Y sé que tú tampoco las olvidas, porque veo las mismas lágrimas cada vez que hablas de él, las mismas lágrimas que cayeron por tu rostro cuando él te preguntó: ¿quién es Alonso?


"... Alonso no es mi novio, él es una especie de todo para mí, pero nada carnal, no te hagas ideas... Claro que hice el amor con él, no sólo una vez, lo hicimos muchas veces, y cada vez era una magia diferente, era realmente hacer el amor, aunque yo no lo amaba como él a mí, él paseaba sus manos por mi cuerpo, me envolvía toda de tal forma que yo no podía sentir nada, más que la pequeñez de mi alma y sus labios paseándose por ella; de pronto se detenía y me miraba fijo a los ojos, como si quisiera capturar su reflejo en mis pupilas, no sé, era como cuando sientes que el tiempo no existe, que mañana no existe, ¿has sentido eso? ¿has sentido que nada existe, y que sin embargo estás vivo? Santo cielo! Él podía hacer eso sólo con mirarme a los ojos, y luego volvía a perderse en mi piel, yo en sus brazos era la mujer más deseada, la niña más inocente, la presa preferida. Era todo, así como él lo era para mí. Todo..."

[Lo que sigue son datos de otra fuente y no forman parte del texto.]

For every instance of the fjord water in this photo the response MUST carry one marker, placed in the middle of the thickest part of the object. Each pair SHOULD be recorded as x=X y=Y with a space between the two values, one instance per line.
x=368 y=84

Te vi secando tus mejillas y logré ver ese brillo que siempre te resalta cuando hablas de él, estoy segura que el que estaba frente a ti, también lo notó, y lo ocultó, porque sintió celos. No sólo de darse cuenta de que alguien más podía mover tanta emoción en ti, sino también porque él tenía la respuesta a aquella pregunta: '¿has sentido que nada existe, y que sin embargo estás vivo?'.

Su respuesta era NO.


¿Lo notaste?


No, ya sé que no lo notaste, y no te lo quise decir en ese momento porque tus euforias siempre te traicionan, era mejor que te quedes al menos una vez con el sabor de la victoria entre los dedos.